Domestic team information
- 1999–2000: Durham Cricket Board
- 1989–1990: Durham

Career statistics
| Competition | LA |
| Matches | 6 |
| Runs scored | 80 |
| Batting average | 13.33 |
| 100s/50s | –/– |
| Top score | 23 |
| Balls bowled | 246 |
| Wickets | 7 |
| Bowling average | 30.14 |
| 5 wickets in innings | – |
| 10 wickets in match | – |
| Best bowling | 3/45 |
| Catches/stumpings | –/– |
- Source: Cricinfo, 7 November 2010

= Stephen Ball =

English cricketer

Stephen Ball (born 5 May 1965) is a former English cricketer. Ball was a left-handed batsman who bowled right-arm medium pace. He was born at Brandon, County Durham.

Ball made his debut in County Cricket for Durham in the 1989 Minor Counties Championship against Suffolk. He played one further Championship match for Durham, which came against Cambridgeshire in 1990.

Ball later represented the Durham Cricket Board in List A cricket.
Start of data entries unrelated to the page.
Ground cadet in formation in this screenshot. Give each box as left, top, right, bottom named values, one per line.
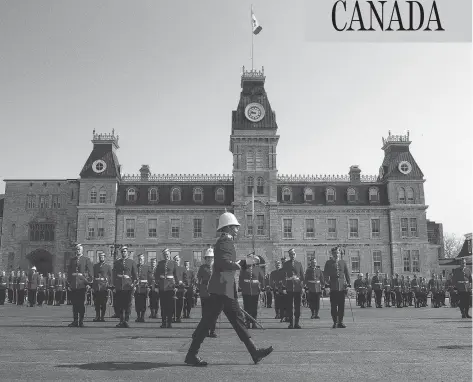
left=113, top=246, right=137, bottom=328
left=92, top=252, right=112, bottom=322
left=196, top=247, right=218, bottom=337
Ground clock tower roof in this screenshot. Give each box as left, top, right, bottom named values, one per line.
left=79, top=130, right=121, bottom=179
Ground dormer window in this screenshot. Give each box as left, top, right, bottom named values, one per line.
left=126, top=188, right=136, bottom=202
left=326, top=187, right=335, bottom=203
left=406, top=187, right=415, bottom=203
left=171, top=187, right=181, bottom=202
left=304, top=188, right=314, bottom=202
left=215, top=187, right=225, bottom=203
left=193, top=187, right=203, bottom=203
left=89, top=188, right=97, bottom=204
left=398, top=187, right=406, bottom=203
left=148, top=187, right=159, bottom=202
left=282, top=187, right=292, bottom=202
left=256, top=177, right=264, bottom=195
left=369, top=187, right=379, bottom=203
left=347, top=188, right=357, bottom=203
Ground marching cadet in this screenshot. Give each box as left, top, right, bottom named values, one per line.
left=17, top=270, right=27, bottom=305
left=411, top=275, right=421, bottom=308
left=48, top=272, right=56, bottom=305
left=264, top=274, right=273, bottom=308
left=173, top=254, right=186, bottom=323
left=452, top=257, right=472, bottom=318
left=67, top=243, right=93, bottom=327
left=270, top=261, right=282, bottom=319
left=13, top=270, right=20, bottom=304
left=55, top=272, right=65, bottom=306
left=363, top=272, right=372, bottom=307
left=282, top=249, right=304, bottom=329
left=371, top=270, right=383, bottom=308
left=438, top=274, right=446, bottom=306
left=0, top=270, right=6, bottom=304
left=112, top=246, right=137, bottom=328
left=305, top=258, right=325, bottom=318
left=182, top=260, right=196, bottom=319
left=148, top=258, right=159, bottom=319
left=92, top=252, right=112, bottom=322
left=392, top=273, right=402, bottom=308
left=197, top=247, right=218, bottom=337
left=27, top=267, right=38, bottom=307
left=428, top=274, right=438, bottom=308
left=383, top=274, right=392, bottom=307
left=239, top=254, right=264, bottom=329
left=405, top=276, right=413, bottom=306
left=37, top=273, right=46, bottom=306
left=61, top=272, right=69, bottom=305
left=134, top=253, right=150, bottom=323
left=184, top=211, right=273, bottom=367
left=8, top=270, right=15, bottom=303
left=155, top=248, right=178, bottom=328
left=324, top=246, right=351, bottom=328
left=354, top=273, right=366, bottom=308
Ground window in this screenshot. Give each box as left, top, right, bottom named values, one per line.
left=39, top=195, right=49, bottom=209
left=27, top=195, right=36, bottom=209
left=369, top=187, right=379, bottom=202
left=349, top=219, right=359, bottom=238
left=148, top=188, right=158, bottom=202
left=350, top=250, right=360, bottom=273
left=326, top=188, right=335, bottom=203
left=411, top=250, right=420, bottom=272
left=246, top=177, right=254, bottom=195
left=371, top=219, right=380, bottom=238
left=305, top=219, right=315, bottom=238
left=193, top=251, right=202, bottom=267
left=256, top=177, right=264, bottom=195
left=327, top=219, right=337, bottom=239
left=126, top=219, right=135, bottom=238
left=256, top=215, right=264, bottom=236
left=147, top=252, right=157, bottom=264
left=246, top=215, right=254, bottom=236
left=87, top=250, right=94, bottom=262
left=406, top=188, right=415, bottom=203
left=347, top=188, right=357, bottom=203
left=409, top=218, right=418, bottom=237
left=89, top=188, right=97, bottom=204
left=29, top=223, right=55, bottom=241
left=401, top=218, right=409, bottom=237
left=246, top=150, right=255, bottom=170
left=398, top=187, right=406, bottom=203
left=97, top=218, right=104, bottom=238
left=87, top=218, right=96, bottom=239
left=255, top=150, right=264, bottom=169
left=171, top=219, right=180, bottom=238
left=99, top=189, right=106, bottom=204
left=127, top=188, right=136, bottom=202
left=401, top=218, right=418, bottom=238
left=403, top=250, right=411, bottom=272
left=148, top=218, right=157, bottom=238
left=373, top=250, right=382, bottom=272
left=282, top=187, right=292, bottom=202
left=215, top=188, right=225, bottom=203
left=304, top=188, right=314, bottom=202
left=306, top=251, right=315, bottom=261
left=193, top=218, right=203, bottom=238
left=193, top=187, right=203, bottom=203
left=171, top=187, right=181, bottom=202
left=283, top=219, right=293, bottom=239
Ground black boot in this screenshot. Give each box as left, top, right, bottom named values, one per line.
left=185, top=339, right=208, bottom=366
left=93, top=308, right=101, bottom=322
left=294, top=316, right=301, bottom=329
left=287, top=317, right=293, bottom=329
left=79, top=312, right=85, bottom=327
left=68, top=312, right=79, bottom=327
left=244, top=338, right=273, bottom=365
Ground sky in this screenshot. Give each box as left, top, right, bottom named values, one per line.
left=0, top=0, right=471, bottom=237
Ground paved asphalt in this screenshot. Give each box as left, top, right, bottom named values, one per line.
left=0, top=298, right=471, bottom=382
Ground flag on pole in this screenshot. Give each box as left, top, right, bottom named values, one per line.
left=251, top=9, right=262, bottom=35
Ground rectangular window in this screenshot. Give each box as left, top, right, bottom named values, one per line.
left=373, top=250, right=382, bottom=273
left=87, top=250, right=94, bottom=262
left=39, top=195, right=47, bottom=209
left=126, top=219, right=135, bottom=238
left=409, top=218, right=418, bottom=237
left=147, top=252, right=157, bottom=264
left=52, top=195, right=58, bottom=209
left=193, top=218, right=203, bottom=238
left=350, top=250, right=360, bottom=273
left=305, top=219, right=315, bottom=238
left=283, top=219, right=293, bottom=238
left=171, top=219, right=180, bottom=238
left=256, top=215, right=264, bottom=236
left=403, top=250, right=411, bottom=272
left=193, top=251, right=202, bottom=267
left=401, top=218, right=409, bottom=238
left=27, top=195, right=36, bottom=209
left=29, top=223, right=55, bottom=241
left=349, top=219, right=359, bottom=238
left=97, top=218, right=104, bottom=238
left=255, top=151, right=263, bottom=170
left=371, top=219, right=380, bottom=238
left=327, top=219, right=337, bottom=239
left=246, top=151, right=254, bottom=170
left=87, top=218, right=95, bottom=239
left=306, top=251, right=315, bottom=263
left=99, top=191, right=106, bottom=204
left=148, top=218, right=157, bottom=238
left=247, top=215, right=254, bottom=236
left=411, top=250, right=420, bottom=272
left=170, top=251, right=179, bottom=259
His debut List A match came against Oxfordshire in the 1999 NatWest Trophy. From 1999 to 2000, he represented the county in 6 List A matches, the last of which came against Northamptonshire in the 2000 NatWest Trophy. In his 6 List A matches, he scored 80 runs at a batting average of 13.33, with a high score of 23. With the ball he took 7 wickets at a bowling average of 30.14, with best figures of 3/45.